What it does

Key features

100+ probes: APAC prompt injection/jailbreak/toxicity/hallucination automated testing
RAG security: APAC indirect prompt injection probes for RAG document poisoning
Scan reports: APAC structured vulnerability evidence for AI governance review
Multi-model: APAC GPT/Claude/Llama/custom APAC-language model compatibility
Before/after: APAC quantified safety improvement measurement post-mitigation
NVIDIA maintained: APAC active development with new probes for emerging attack vectors

When to reach for it

Best for

APAC AI engineering teams performing pre-deployment safety assessment of LLM applications — particularly APAC organizations with AI governance review processes that require objective vulnerability evidence, and teams building RAG applications that need indirect prompt injection testing to ensure retrieved document content cannot compromise LLM application safety.

Don't get burned

Limitations to know

! APAC probe coverage focuses on English attack patterns — APAC-language jailbreaks require custom probe development
! APAC false positives require manual review — not all flagged outputs represent real safety failures
! APAC scan time scales with number of probes × model API calls — full scans take hours on large probe sets

Context

About garak

Garak (Generative AI Red-teaming and Assessment Kit) is an open-source LLM vulnerability scanner maintained by NVIDIA that provides APAC AI engineering teams with a framework for systematically probing LLM applications for failure modes — running 100+ automated attack probes covering prompt injection, jailbreaking, toxic content generation, hallucination, data leakage, and model extraction attacks.
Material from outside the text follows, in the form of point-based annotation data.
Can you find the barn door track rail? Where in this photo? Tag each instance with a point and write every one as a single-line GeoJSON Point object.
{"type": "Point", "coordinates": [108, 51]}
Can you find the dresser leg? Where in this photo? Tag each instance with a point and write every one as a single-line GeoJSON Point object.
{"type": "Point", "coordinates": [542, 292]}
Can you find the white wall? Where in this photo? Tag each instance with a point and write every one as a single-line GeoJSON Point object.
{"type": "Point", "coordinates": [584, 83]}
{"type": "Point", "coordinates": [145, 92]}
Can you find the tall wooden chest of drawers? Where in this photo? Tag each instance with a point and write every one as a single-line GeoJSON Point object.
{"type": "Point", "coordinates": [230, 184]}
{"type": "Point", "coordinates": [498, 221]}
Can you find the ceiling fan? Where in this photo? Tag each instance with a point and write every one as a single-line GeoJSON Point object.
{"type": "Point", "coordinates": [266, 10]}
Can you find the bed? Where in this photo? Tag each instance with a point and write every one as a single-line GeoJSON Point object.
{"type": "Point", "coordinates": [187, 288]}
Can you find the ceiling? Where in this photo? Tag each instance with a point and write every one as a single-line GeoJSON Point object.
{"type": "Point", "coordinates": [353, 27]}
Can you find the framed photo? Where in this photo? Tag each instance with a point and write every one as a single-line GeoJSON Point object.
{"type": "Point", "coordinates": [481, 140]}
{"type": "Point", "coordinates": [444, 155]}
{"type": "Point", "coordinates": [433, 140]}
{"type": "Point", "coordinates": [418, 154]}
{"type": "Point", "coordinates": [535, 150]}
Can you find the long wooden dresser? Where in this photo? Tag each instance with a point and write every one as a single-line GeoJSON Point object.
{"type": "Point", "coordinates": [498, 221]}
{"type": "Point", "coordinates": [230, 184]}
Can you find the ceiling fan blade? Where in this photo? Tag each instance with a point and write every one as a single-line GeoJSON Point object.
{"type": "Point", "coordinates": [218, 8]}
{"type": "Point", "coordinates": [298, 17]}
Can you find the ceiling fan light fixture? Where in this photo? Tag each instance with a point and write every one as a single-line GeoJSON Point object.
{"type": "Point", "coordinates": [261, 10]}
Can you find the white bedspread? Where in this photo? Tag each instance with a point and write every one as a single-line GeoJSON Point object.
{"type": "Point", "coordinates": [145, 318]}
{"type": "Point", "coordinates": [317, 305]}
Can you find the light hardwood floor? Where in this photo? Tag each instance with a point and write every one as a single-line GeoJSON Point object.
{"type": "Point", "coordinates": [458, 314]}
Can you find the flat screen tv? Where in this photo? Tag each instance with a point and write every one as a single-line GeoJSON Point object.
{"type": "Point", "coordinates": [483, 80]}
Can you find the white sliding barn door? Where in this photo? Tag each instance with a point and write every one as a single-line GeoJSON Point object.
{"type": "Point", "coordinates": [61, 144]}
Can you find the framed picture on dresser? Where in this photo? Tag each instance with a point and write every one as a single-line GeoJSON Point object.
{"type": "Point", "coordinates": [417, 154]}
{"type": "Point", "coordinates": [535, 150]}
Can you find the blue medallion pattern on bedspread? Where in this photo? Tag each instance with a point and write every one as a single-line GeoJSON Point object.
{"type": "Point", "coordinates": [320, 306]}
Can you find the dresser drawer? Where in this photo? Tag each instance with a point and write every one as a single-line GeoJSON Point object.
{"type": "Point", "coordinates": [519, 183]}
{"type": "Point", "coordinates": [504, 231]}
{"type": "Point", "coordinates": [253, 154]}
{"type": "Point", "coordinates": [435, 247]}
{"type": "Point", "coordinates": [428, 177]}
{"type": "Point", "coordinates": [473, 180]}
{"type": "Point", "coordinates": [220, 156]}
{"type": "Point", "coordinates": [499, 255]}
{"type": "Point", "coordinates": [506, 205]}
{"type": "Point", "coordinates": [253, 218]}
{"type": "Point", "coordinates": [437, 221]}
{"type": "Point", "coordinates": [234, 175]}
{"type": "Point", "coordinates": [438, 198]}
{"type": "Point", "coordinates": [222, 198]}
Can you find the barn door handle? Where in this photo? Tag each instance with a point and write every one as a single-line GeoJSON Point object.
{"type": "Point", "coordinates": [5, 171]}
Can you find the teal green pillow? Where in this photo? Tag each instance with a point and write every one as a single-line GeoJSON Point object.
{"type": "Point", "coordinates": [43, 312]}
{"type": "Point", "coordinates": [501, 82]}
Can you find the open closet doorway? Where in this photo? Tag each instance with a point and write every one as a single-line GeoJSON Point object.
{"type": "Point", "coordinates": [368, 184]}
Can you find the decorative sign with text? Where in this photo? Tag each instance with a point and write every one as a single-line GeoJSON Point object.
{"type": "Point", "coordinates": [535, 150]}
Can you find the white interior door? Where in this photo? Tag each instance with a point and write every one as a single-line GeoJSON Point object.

APAC teams using garak establish an objective, reproducible baseline of LLM safety posture before deploying in production, analogous to how APAC security teams run vulnerability scanners against web applications before release.

Garak's probe library covers the major categories of LLM failure modes documented by AI safety researchers — direct prompt injection (bypassing system prompt instructions), indirect prompt injection (malicious instructions embedded in retrieved content for RAG applications), encoding-based jailbreaks (base64, leetspeak, emoji encoding to bypass filters), persona-based jailbreaks (roleplay scenarios that elicit harmful outputs), and toxicity triggers (probing for racial slurs, hate speech, and harmful content generation). APAC teams building RAG applications over enterprise documents use garak's indirect prompt injection probes to verify that malicious content embedded in retrieved documents cannot hijack their LLM application.

Garak produces structured scan reports showing which probes triggered successful attacks, the failure rate for each probe category, and which specific attack variations succeeded — enabling APAC engineering teams to prioritize safety mitigations based on actual vulnerability evidence rather than theoretical risk. APAC AI governance teams include garak scan results in LLM deployment risk assessments submitted to internal security review boards and external regulators.

Garak integrates with major LLM APIs and locally deployed models — APAC teams run garak against OpenAI GPT-4o, Anthropic Claude, locally deployed Llama, and custom fine-tuned APAC-language models. Comparing garak probe results before and after implementing safety mitigations (adding Llama Guard, NeMo Guardrails, or custom system prompt hardening) provides APAC teams with quantified evidence of safety improvement.

garak

Key features

Best for

Limitations to know

About garak

Where this category meets practice depth.